If Donald Glover and Beyoncé aren’t friends already, they sure are about to be. Disney’s CGI version of The Lion King comes out next month, and they’re front and center as Simba and Nala.
While the two sing the Oscar-winning song “Can You Feel the Love Tonight” in the film, it’s not clear how much they actually worked together in the same room at the same time. Whatever the case, if they’re not friends already, they’re about to get to know each other a lot better as they embark on the press tour for the movie, which comes out July 19.
The music being one of the most beloved features in the film, we’ll also consider what old songs and new songs may appear in the movie – at least one of which may feature Beyoncé herself.
Glover ‘intimidated’ by Beyoncé
Well, who wouldn’t be intimidated by Beyoncé, arguably the biggest pop star in all of music? Certainly not Glover. He’s obviously no stranger to the media blitz, what with Childish Gambino and appearing in Solo: A Star Wars Story last year, but hearing Beyonce sing is something else altogether.
“We started recording some stuff and it’s, you know, it’s a little intimidating,” Glover told Entertainment Tonight. “[At least] from my point of view. Just hearing her do it, it’s been like, ‘Man, this is a really special thing.’”
What reports don’t specify is whether Beyoncé and Glover actually recorded in the same room together. Although the upcoming movie has been referred to as “live action,” it really isn’t. It uses photorealistic CGI to create the animals and the landscapes in which they travel. It’s similar to the technology used in the 2016 The Jungle Book, also directed by Jon Favreau. However, that version had a live-action Mowgli. There are no humans in The Lion King. So in a sense, the 2019 version is every bit as animated as the 1994 version.

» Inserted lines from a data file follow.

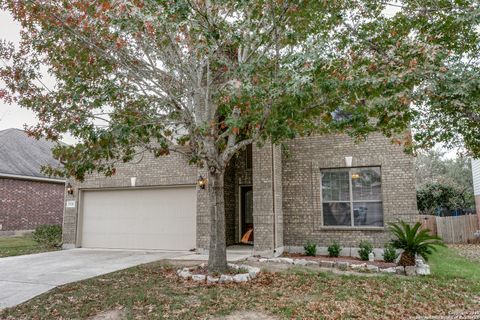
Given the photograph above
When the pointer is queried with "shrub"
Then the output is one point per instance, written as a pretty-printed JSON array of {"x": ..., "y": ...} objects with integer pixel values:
[
  {"x": 48, "y": 235},
  {"x": 310, "y": 249},
  {"x": 365, "y": 249},
  {"x": 413, "y": 241},
  {"x": 334, "y": 249},
  {"x": 389, "y": 253}
]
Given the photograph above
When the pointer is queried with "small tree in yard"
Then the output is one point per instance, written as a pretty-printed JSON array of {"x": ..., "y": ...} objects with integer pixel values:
[{"x": 205, "y": 78}]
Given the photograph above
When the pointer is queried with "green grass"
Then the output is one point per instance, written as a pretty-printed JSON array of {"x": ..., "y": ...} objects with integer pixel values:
[
  {"x": 19, "y": 245},
  {"x": 445, "y": 263},
  {"x": 154, "y": 291}
]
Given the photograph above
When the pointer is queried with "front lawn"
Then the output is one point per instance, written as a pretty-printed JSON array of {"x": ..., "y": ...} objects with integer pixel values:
[
  {"x": 18, "y": 245},
  {"x": 153, "y": 291}
]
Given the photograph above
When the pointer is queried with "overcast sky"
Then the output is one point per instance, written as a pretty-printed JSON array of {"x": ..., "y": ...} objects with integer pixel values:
[{"x": 12, "y": 116}]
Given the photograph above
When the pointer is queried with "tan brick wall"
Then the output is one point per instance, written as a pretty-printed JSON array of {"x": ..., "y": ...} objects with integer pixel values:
[
  {"x": 150, "y": 171},
  {"x": 295, "y": 204},
  {"x": 301, "y": 187}
]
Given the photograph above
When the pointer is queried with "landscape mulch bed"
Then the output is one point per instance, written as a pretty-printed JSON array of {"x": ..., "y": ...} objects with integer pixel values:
[{"x": 351, "y": 260}]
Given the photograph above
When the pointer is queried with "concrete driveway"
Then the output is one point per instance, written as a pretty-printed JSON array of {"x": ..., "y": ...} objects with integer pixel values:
[{"x": 24, "y": 277}]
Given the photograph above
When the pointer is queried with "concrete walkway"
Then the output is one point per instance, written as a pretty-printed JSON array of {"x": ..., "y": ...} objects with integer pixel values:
[{"x": 24, "y": 277}]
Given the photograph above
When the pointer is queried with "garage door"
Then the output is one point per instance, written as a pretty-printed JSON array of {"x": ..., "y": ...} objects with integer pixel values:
[{"x": 161, "y": 218}]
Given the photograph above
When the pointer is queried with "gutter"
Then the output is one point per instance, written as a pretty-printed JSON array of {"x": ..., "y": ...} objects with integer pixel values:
[{"x": 31, "y": 178}]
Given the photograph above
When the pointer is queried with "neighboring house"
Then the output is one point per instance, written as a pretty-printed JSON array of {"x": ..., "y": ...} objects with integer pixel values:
[
  {"x": 476, "y": 183},
  {"x": 305, "y": 192},
  {"x": 27, "y": 197}
]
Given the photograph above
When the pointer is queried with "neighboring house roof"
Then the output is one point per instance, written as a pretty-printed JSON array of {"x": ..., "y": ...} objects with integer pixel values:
[
  {"x": 476, "y": 176},
  {"x": 23, "y": 156}
]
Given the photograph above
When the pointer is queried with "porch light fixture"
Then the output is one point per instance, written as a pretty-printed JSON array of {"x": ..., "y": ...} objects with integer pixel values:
[
  {"x": 202, "y": 182},
  {"x": 348, "y": 161},
  {"x": 69, "y": 188}
]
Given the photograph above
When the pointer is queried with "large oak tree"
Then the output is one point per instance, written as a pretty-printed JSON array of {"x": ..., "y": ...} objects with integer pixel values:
[{"x": 207, "y": 77}]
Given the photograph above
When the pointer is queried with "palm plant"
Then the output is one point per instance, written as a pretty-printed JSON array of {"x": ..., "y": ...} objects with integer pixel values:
[{"x": 413, "y": 241}]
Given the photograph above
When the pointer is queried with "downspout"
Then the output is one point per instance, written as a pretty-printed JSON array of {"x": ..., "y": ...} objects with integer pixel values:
[{"x": 273, "y": 203}]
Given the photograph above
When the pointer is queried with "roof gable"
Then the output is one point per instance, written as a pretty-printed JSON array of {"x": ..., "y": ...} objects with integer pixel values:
[{"x": 23, "y": 155}]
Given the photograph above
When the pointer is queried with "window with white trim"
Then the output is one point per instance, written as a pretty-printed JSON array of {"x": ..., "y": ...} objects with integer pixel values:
[{"x": 352, "y": 197}]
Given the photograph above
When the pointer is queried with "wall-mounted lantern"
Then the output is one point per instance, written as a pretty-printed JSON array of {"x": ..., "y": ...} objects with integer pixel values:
[
  {"x": 69, "y": 188},
  {"x": 348, "y": 161},
  {"x": 202, "y": 182}
]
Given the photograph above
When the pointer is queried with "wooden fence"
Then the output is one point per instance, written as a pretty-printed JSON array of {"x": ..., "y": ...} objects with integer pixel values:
[{"x": 452, "y": 229}]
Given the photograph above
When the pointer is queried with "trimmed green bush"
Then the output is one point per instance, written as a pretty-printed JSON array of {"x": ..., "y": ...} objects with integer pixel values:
[
  {"x": 334, "y": 249},
  {"x": 389, "y": 253},
  {"x": 49, "y": 236},
  {"x": 310, "y": 249},
  {"x": 365, "y": 249}
]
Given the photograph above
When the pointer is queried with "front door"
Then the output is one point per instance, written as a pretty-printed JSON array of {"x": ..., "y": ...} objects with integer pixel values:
[{"x": 246, "y": 213}]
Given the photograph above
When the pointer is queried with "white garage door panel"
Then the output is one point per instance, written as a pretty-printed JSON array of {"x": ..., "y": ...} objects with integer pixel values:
[{"x": 140, "y": 219}]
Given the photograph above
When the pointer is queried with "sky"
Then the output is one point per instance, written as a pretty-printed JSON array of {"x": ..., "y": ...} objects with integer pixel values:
[{"x": 12, "y": 116}]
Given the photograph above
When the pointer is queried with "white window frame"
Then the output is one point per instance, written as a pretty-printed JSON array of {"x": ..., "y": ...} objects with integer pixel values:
[{"x": 351, "y": 201}]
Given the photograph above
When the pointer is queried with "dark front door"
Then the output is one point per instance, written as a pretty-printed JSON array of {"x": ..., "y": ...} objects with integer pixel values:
[{"x": 246, "y": 210}]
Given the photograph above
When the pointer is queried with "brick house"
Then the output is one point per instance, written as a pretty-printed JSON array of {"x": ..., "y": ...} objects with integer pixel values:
[
  {"x": 27, "y": 197},
  {"x": 308, "y": 191}
]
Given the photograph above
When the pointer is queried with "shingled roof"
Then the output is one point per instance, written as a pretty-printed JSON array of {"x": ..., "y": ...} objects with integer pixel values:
[{"x": 21, "y": 155}]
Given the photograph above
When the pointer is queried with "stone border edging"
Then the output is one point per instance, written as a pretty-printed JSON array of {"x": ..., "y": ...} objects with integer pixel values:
[
  {"x": 188, "y": 273},
  {"x": 421, "y": 268}
]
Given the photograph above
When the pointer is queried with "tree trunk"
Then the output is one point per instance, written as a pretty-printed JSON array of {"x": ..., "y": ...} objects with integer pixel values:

That being the case, voice actors only rarely record their parts together, even if the actors/characters share a scene. Typically, each actor is recorded separately, and the performance is stitched together in the editing room.

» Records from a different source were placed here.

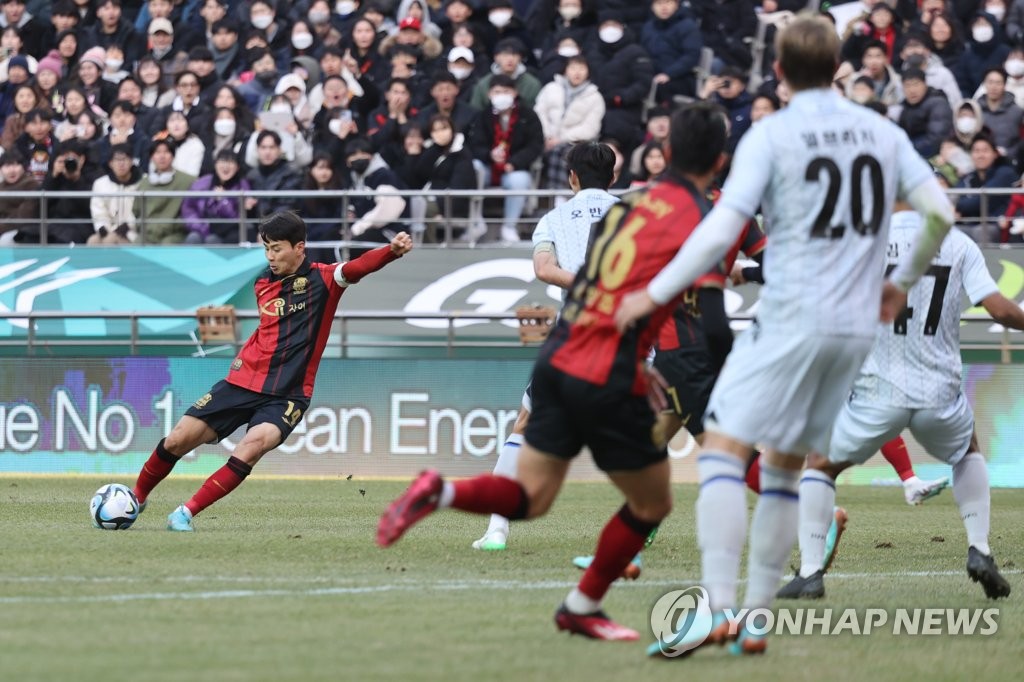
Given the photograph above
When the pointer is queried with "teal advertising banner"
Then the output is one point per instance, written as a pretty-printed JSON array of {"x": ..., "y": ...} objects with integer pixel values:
[{"x": 368, "y": 418}]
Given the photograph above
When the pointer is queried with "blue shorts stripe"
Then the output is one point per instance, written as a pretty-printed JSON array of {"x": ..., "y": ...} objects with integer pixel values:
[{"x": 736, "y": 479}]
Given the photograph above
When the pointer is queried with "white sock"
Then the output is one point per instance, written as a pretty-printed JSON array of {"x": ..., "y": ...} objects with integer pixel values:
[
  {"x": 578, "y": 602},
  {"x": 446, "y": 496},
  {"x": 817, "y": 498},
  {"x": 972, "y": 495},
  {"x": 507, "y": 465},
  {"x": 773, "y": 533},
  {"x": 721, "y": 512}
]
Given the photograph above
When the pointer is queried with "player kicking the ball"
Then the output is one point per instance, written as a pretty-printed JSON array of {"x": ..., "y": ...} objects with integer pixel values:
[
  {"x": 825, "y": 172},
  {"x": 590, "y": 384},
  {"x": 270, "y": 382},
  {"x": 912, "y": 380}
]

However, even if Glover and Beyoncé weren’t standing on opposite sides of a microphone, we’re confident the intimidation factor would still be pretty high.
What songs will be in ‘The Lion King’?
The original film had five songs: The opening “Circle of Life,” “I Just Can’t Wait to be King,” “Be Prepared,” and “Hakuna Matata” all written by Elton John and Tim Rice. The movie will feature at least four of these songs, although reports conflict as to whether the villain Scar’s song “Be Prepared” will be included. A report by Zimbio quotes John as saying it will not be in the film, although a report by Broadway World said it would be.
We also know that Elton John has assisted in the new versions of the songs, at least partly working with Beyoncé. He has confirmed that he and Beyoncé and Tim Rice have written a new song that will play over the end credits. Remakes of musicals often add a new song to score an Academy Award nomination. The trick worked for Evita, for which Rice and Andrew Lloyd Webber won an Oscar for the song “You Must Love Me.”
Timon and Pumba sing with Beyonce
People tend to think of “Can You Feel the Love Tonight” as a love ballad, and it is. But they tend to forget that the last part of it is also a comedy song, as Timon and Pumba comically mourn their friend’s romance: “In short our pal is doomed.”
Seth Rogen plays Pumbaa and Billy Eichner plays Timon, and they confirm they recorded that part of the song. So they can rightly say they are recording artists along with Donald Glover and Beyoncé – much to Rogen’s amusement.
When appearing on The Late Late Show with James Corden, Rogen said that he did record in the same room with Glover, and that was intimidating enough for Rogen, who is not normally a singer. “I had to sing in the same room as Donald Glover – like face to face with him. And he’s a professional musician, so that sucked.”
And while we’re not sure if he came face to face with Beyoncé, Rogen was intimidated enough to keep repeating to himself “I’m funnier than she is.”